Clinical Features edit

  • Craniofacies:
    • Broad nasal bridge, wide anterior fontanelle, low hairline, broad alveolar ridge, short neck, hypertelorism, microcephaly, cleft lip/palate, low set ears, epicanthal folds, ptosis, coloboma, coarse scalp hair.
  • Limbs:
    • Small or absent nails, hypoplasia of distal phalanges, altered palmar crease, digital thumb, dislocated hip
  • Growth:
    • Mild to moderate growth deficiency, usually prenatal in onset
  • Performance:
    • Occasional borderline to mild mental deficiency.

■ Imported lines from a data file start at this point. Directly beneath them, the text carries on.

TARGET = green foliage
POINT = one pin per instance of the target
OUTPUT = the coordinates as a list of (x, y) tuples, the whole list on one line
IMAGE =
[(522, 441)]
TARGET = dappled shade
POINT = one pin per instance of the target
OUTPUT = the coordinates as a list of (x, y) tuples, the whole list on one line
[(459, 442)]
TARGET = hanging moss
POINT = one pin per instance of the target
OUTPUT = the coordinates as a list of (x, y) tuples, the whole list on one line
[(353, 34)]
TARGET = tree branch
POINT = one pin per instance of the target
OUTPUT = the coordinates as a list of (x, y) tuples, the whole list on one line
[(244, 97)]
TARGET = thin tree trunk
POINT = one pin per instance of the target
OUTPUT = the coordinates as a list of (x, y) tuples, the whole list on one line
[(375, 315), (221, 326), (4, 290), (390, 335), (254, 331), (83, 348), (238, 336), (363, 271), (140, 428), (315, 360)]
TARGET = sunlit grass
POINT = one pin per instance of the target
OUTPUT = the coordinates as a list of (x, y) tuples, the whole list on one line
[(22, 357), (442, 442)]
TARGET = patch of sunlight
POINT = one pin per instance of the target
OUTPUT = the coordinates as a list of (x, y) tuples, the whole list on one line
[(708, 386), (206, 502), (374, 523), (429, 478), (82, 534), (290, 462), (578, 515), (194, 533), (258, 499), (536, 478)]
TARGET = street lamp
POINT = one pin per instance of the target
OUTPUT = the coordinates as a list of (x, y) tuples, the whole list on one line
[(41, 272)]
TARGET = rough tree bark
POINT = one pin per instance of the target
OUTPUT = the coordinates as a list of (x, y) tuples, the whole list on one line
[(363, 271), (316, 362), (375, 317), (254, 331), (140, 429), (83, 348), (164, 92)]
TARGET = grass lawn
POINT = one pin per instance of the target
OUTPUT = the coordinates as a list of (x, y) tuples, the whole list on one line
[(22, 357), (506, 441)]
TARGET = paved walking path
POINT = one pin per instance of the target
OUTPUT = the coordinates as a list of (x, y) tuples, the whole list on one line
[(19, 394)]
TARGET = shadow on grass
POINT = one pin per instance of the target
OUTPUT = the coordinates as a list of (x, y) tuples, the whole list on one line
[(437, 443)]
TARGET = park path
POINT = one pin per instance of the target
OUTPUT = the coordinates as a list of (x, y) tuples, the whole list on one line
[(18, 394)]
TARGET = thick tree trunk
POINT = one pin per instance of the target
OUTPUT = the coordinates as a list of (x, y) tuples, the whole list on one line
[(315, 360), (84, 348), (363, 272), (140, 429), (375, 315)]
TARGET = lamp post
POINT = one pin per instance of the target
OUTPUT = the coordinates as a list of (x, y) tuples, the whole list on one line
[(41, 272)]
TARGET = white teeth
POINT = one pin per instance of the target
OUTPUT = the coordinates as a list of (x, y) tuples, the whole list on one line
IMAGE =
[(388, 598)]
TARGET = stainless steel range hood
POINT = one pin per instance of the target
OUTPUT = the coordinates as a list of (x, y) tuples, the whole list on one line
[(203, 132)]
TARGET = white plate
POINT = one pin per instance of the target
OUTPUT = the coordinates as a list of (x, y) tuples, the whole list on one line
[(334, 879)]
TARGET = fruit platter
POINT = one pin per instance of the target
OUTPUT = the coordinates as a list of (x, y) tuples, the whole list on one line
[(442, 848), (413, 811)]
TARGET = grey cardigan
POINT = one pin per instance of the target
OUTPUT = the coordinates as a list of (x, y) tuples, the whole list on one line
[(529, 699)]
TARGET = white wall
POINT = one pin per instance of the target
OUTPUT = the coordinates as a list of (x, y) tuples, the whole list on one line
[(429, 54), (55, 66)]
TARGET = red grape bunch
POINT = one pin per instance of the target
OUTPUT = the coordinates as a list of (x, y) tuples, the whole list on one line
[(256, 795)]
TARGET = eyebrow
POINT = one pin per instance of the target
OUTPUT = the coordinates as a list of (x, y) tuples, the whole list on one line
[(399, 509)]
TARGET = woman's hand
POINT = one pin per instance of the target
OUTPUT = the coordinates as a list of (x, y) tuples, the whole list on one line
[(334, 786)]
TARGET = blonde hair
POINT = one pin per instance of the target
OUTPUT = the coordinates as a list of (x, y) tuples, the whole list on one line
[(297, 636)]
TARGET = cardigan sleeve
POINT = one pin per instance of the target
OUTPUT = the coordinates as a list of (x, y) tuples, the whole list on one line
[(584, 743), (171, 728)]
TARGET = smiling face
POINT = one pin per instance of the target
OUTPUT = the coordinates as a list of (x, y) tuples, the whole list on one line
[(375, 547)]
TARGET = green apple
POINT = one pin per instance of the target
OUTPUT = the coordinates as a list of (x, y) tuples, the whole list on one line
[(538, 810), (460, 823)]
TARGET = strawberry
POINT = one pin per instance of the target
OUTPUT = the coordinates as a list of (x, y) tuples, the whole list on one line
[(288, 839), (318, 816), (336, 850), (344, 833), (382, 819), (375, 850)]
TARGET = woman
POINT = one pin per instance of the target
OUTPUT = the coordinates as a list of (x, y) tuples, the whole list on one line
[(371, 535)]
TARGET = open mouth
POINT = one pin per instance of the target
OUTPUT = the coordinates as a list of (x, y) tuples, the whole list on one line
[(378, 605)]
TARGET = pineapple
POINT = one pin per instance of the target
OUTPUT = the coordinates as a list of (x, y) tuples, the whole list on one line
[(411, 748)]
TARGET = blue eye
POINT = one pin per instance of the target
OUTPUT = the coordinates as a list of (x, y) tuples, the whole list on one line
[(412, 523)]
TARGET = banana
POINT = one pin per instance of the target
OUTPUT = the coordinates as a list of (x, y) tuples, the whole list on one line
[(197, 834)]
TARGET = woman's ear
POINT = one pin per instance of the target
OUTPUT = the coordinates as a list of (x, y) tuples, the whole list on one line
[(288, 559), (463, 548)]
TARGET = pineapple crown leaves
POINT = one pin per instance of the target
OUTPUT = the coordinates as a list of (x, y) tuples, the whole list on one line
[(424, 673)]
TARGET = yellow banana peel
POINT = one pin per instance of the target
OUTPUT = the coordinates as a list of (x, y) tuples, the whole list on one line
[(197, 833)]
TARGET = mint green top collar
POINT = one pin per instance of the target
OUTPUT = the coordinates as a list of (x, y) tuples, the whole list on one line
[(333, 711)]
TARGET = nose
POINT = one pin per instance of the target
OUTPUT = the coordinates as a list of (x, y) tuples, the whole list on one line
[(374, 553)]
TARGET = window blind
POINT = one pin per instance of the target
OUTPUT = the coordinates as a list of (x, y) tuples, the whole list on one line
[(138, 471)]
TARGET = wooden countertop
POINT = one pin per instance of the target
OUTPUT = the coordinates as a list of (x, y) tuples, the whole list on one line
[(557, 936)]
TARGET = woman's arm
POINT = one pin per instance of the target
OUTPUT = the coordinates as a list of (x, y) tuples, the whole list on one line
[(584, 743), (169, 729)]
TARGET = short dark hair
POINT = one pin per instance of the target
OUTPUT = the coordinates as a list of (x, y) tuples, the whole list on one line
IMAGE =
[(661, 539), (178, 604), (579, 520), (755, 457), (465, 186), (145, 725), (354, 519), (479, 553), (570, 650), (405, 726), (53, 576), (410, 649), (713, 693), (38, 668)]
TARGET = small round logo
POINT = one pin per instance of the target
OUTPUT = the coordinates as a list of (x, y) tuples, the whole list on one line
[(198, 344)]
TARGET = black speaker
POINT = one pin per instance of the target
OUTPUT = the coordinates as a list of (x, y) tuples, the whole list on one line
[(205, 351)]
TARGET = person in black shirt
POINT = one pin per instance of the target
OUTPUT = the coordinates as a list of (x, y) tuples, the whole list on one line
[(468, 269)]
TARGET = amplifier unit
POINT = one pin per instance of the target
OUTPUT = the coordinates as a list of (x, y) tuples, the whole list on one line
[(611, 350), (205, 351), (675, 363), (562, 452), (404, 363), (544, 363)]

Performance in childhood is usually better than that predicted in infancy
  • Cardiovascular (occasional abnormalities):
    • Aortic valvular stenosis, coarctation of aorta, PDA, septal defects
  • GI (occasional abnormalities):
    • Pyloric stenosis, duodenal atresia, anal atresia
  • Other (occasional):
    • Small nipples that are widely spaced, umbilical and inguinal hernia.

Risks edit

  • Risks of delivering a child with congenital defects is 2-3x greater for women taking dilantin than for the general population.
    • Increased risk could be caused by epilepsy, the drugs, or a combination of the two. It is thought that the drugs are the causative factor.
  • Risks of child having full syndrome is about 10% and the risk for having some of the effects of the disorder is an additional 33%
  • Some reports have shown that phenytoin is a transplacental carcinogen. Tumors were reported to occur after in utero exposure to phenytoin in a few cases.
  • Phenytoin may induce folic acid deficiency in the epileptic patient by impairing GI absorption or by increasing hepatic metabolism. Therefore, the risk for having a baby with a spinal abnormality is increased.
  • Some risk of early hemorrhagic disease of the newborn. Occurs during the 1st 24 hours after birth and can be fatal. Exact mechanism: unknown. Drug is thought to deplete already low levels of fetal vitamin K therefore suppressing the vitamin K-dependent coagulation factors II, VII, IX, and X. Proposed treatment regimen: taking oral vitamin K during last 2 months of pregnancy, C section if difficult labor or trauma is suspected, administering intravenous vitamin K to the newborn in the delivery room (this regimen hasn't been tested in clinical controlled trials, but are logical).
  • Risk of not taking phenytoin: pregnant patient can have seizures and can cause the baby to have fetal hypoxia.

Breast Feeding edit

  • Phenytoin is excreted into breast milk. Milk:plasma ratios range from 0.18 to 0.54.
  • Little risk to the infant if maternal levels are kept in the therapeutic range
  • Drowsiness and decreased sucking were observed in one infant, no other adverse effects have been reported.
  • The American Academy of Pediatrics considers phenytoin to be compatible with breast feeding.

References edit

  • www.reprotox.org
  • Briggs GG, Freeman RK, Yaffe SJ. Drugs in Pregnancy and Lactation. 5th edition. Baltimore: Williams & Wilkins.
  • Jones KL. Smith's Recognizable Patterns of Human Malformations. 5th edition. W.B. Saunders Company: Philadelphia. 1997.

Notes edit

The information in this outline was last updated in 2002.